# Frustrating Clock Problem



## andyclient (Aug 1, 2009)

I have a vienna regulator style spring driven wall clock early 20th century and the problem is i can't get it to keep running.

I've cleaned it oiled it made sure it is perfectly level but it won't run for any lenth of time.

The frustrating thing is that it will run from a full wind to empty (8 day spring) with out the pendulum fitted , obviously runs really fast but will run till empty like i said , but as soon as the pendulum is fitted it stops after a few minutes.

Does this sound like a resonably simple problem or should i just give up.

thanks

Andy


----------



## Thomasr (Oct 11, 2011)

have you burnished pivots/bushed? It may be a worn bush or mushroomed pivot is creating friction


----------



## andyclient (Aug 1, 2009)

Thomasr said:


> have you burnished pivots/bushed? It may be a worn bush or mushroomed pivot is creating friction


Thanks Thomas i was fearing something like that , which is beyond my tinkering capabilities unfortunately


----------



## Dusty (Feb 3, 2010)

Could be the beat

even if the clock is dead level it may still need the beat ajusting


----------



## Thomasr (Oct 11, 2011)

it could be out of beat as said further up, as it moves the centre of gravity of the pallets over, if it has biased it to one side it might not be able to deliver impulse to the pallets, does each side of th tick sound equal, is it a tick......tock.....tick or a ticktock.....ticktock?


----------



## andyclient (Aug 1, 2009)

Thomasr said:


> it could be out of beat as said further up, as it moves the centre of gravity of the pallets over, if it has biased it to one side it might not be able to deliver impulse to the pallets, does each side of th tick sound equal, is it a tick......tock.....tick or a ticktock.....ticktock?


It does sound even , i did try raising the pallets a bit to as i wondered if the weight of the pendulum was pulling them further into the escapement , but that hasn't worked so far either lol.

Could try raising them a little more if you think it might help ?


----------



## antony (Dec 28, 2007)

Sorry for asking, who did you clean it & in what, what oils have you used, did you remove the main springs.

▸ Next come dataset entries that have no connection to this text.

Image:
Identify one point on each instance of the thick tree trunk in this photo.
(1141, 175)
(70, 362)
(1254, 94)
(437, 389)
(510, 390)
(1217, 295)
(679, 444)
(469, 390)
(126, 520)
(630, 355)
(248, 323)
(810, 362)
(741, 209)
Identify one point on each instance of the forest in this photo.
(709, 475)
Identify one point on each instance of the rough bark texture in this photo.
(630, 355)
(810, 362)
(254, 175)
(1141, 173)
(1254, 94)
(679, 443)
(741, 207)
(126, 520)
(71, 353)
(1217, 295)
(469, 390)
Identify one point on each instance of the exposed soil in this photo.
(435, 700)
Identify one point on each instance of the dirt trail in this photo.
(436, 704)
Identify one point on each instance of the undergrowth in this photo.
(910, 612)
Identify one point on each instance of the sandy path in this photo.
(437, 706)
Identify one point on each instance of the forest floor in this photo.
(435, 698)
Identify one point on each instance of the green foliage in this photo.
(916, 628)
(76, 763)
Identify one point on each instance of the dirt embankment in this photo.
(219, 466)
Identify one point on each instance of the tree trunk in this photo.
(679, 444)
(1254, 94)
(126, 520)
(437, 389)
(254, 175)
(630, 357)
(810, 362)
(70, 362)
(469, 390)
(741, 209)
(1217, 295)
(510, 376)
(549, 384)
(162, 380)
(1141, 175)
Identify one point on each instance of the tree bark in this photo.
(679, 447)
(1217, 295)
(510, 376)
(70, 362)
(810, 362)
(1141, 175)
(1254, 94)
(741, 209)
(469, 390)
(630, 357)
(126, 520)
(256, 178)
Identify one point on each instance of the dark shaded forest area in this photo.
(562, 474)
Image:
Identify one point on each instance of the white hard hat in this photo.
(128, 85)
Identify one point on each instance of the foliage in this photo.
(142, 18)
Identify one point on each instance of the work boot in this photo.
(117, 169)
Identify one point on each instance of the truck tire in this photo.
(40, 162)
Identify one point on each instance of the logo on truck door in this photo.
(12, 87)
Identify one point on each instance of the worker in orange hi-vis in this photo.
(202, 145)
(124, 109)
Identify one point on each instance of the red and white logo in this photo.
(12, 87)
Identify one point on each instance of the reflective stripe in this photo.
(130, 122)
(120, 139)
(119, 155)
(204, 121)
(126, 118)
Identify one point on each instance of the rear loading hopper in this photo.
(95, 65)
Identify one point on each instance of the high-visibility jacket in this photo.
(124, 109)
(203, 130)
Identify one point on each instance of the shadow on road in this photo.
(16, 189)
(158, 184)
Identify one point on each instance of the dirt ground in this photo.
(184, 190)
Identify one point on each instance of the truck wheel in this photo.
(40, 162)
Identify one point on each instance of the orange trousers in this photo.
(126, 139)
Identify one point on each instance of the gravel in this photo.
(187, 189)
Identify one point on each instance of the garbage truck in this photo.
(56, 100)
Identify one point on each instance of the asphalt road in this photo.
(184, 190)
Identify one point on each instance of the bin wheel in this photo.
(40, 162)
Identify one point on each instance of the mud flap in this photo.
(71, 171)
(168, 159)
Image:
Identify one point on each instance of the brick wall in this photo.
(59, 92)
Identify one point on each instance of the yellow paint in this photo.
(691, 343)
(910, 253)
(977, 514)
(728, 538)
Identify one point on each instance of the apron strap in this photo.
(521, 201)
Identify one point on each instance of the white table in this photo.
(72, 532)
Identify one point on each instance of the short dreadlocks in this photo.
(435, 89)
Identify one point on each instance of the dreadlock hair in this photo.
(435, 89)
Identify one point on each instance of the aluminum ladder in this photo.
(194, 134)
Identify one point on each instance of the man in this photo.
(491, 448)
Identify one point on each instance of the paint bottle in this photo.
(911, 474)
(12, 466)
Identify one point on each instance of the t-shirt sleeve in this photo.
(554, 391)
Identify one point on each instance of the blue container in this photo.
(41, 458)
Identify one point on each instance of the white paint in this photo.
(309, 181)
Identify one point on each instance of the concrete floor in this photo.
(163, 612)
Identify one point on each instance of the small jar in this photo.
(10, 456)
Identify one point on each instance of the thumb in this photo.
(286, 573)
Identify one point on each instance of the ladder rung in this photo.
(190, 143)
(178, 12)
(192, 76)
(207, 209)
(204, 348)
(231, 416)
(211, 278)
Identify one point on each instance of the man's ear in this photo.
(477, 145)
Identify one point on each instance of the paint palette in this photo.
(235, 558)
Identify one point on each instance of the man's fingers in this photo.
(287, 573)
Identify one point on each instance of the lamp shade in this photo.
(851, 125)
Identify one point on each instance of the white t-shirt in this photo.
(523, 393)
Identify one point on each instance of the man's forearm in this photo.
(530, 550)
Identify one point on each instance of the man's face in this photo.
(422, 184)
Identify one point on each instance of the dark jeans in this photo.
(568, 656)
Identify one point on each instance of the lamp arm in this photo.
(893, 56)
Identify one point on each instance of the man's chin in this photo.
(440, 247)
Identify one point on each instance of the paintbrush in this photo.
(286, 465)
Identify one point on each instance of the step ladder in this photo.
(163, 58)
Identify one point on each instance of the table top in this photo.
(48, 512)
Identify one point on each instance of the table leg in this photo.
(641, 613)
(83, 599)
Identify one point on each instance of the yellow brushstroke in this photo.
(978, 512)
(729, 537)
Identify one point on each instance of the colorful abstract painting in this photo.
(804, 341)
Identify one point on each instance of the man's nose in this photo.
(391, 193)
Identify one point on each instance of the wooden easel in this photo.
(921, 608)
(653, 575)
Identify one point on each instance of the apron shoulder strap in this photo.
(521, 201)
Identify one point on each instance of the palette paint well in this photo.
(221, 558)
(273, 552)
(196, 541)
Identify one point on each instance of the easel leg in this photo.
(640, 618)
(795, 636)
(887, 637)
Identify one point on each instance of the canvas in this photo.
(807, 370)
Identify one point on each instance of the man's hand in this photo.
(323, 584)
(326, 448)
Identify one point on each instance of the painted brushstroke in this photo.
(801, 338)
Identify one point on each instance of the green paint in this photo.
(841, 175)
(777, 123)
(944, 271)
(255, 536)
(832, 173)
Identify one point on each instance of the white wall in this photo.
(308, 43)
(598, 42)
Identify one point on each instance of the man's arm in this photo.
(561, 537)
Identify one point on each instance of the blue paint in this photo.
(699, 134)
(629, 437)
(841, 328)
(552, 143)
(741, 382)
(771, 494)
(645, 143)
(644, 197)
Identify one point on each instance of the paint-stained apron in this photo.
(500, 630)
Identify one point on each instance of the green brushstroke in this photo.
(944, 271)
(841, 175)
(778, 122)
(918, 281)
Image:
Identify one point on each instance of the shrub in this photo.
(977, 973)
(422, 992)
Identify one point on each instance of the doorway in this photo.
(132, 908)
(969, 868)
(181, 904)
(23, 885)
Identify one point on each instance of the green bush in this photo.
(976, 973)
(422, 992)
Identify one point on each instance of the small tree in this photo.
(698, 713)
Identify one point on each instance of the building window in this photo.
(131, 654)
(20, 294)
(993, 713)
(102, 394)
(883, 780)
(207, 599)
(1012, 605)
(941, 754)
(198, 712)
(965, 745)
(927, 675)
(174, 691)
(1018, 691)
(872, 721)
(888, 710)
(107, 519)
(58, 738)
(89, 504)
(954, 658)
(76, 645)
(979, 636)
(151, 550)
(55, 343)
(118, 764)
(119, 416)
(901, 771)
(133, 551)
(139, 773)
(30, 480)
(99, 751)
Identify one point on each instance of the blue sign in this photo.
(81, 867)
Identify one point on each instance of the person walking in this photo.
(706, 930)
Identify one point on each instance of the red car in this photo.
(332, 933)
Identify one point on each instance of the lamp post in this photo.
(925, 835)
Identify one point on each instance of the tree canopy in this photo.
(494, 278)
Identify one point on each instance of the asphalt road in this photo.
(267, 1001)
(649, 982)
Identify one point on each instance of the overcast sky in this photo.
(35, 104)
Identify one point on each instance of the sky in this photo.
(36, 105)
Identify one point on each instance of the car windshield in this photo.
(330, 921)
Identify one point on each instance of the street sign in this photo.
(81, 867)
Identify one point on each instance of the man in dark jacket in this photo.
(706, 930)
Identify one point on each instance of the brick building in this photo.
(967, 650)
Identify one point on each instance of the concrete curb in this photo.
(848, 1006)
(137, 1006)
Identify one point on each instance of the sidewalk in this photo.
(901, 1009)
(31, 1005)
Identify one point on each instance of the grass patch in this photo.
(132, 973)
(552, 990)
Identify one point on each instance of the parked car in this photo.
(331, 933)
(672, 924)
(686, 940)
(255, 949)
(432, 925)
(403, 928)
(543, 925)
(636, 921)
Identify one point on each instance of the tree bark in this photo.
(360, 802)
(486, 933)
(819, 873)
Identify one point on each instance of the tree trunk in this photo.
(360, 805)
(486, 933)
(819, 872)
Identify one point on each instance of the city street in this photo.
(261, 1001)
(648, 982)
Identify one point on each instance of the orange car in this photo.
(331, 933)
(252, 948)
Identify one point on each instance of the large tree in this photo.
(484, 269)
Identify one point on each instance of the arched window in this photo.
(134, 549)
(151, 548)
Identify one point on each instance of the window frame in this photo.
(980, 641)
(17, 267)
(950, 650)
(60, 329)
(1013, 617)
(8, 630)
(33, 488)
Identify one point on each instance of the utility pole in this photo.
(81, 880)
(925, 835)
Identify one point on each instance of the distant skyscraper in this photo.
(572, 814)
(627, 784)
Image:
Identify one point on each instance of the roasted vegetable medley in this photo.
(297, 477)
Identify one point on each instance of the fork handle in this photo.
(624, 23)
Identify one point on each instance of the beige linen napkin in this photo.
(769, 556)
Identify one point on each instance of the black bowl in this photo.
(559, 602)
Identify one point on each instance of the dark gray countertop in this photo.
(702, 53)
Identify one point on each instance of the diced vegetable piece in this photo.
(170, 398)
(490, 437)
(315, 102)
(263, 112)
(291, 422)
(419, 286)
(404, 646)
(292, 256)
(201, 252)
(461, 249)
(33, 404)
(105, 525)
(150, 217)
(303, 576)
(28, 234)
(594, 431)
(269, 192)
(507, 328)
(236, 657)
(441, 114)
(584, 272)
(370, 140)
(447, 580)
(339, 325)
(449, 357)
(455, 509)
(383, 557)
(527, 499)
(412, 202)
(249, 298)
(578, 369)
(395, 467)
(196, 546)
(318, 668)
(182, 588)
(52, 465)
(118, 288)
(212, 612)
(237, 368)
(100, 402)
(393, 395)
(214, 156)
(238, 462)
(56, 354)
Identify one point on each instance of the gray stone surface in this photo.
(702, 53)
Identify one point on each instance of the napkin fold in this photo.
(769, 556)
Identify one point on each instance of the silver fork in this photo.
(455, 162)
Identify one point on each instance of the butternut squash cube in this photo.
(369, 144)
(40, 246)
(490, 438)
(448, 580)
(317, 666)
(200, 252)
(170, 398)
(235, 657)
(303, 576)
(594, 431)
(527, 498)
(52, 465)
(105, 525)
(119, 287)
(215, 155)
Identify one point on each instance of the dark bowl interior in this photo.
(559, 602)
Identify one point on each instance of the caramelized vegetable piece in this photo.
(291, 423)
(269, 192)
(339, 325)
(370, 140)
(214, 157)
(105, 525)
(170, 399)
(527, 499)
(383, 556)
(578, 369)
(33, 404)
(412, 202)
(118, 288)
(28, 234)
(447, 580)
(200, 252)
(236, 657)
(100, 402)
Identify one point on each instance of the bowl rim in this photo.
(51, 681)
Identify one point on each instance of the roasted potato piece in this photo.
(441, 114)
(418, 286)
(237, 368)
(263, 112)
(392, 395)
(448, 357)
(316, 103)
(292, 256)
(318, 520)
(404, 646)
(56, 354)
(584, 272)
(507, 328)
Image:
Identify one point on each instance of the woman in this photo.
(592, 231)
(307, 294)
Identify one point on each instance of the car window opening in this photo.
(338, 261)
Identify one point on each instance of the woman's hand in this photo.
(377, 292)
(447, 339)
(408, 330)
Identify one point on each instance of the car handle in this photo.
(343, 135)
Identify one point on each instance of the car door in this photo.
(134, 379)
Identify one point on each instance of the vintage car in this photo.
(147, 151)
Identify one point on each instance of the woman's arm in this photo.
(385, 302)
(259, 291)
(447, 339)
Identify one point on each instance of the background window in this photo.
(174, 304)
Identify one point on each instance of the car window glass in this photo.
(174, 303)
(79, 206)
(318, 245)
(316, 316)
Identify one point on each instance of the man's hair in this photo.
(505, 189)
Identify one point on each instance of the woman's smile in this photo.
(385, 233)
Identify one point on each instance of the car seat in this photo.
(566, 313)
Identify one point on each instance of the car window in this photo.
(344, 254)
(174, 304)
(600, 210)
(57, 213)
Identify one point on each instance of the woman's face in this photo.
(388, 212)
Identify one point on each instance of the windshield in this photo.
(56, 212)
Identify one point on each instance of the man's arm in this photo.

What's the suspension spring condition like.


----------



## Roger the Dodger (Oct 5, 2009)

Here's a link to a piece I did a few years ago about re-furbing my Grandfather clock. (it's in the classic posts archive now). Towards the end is a bit where I had to adjust the crutch rod at the top of the pendulum in order to get the beat right, as the clock kept stopping. Once corrected the clock ran (and still does to this day) perfectly. I've just checked, and it's on page 6 if you're interested.

Edit:...also check that the pallet arbour holes haven't worn to the extent that the pallets are binding on the escape wheel. Again (on page 5) this was a problem that stopped the movement. You will see that I had to re-bush the holes.


----------



## andyclient (Aug 1, 2009)

Thanks roger will give that a look


----------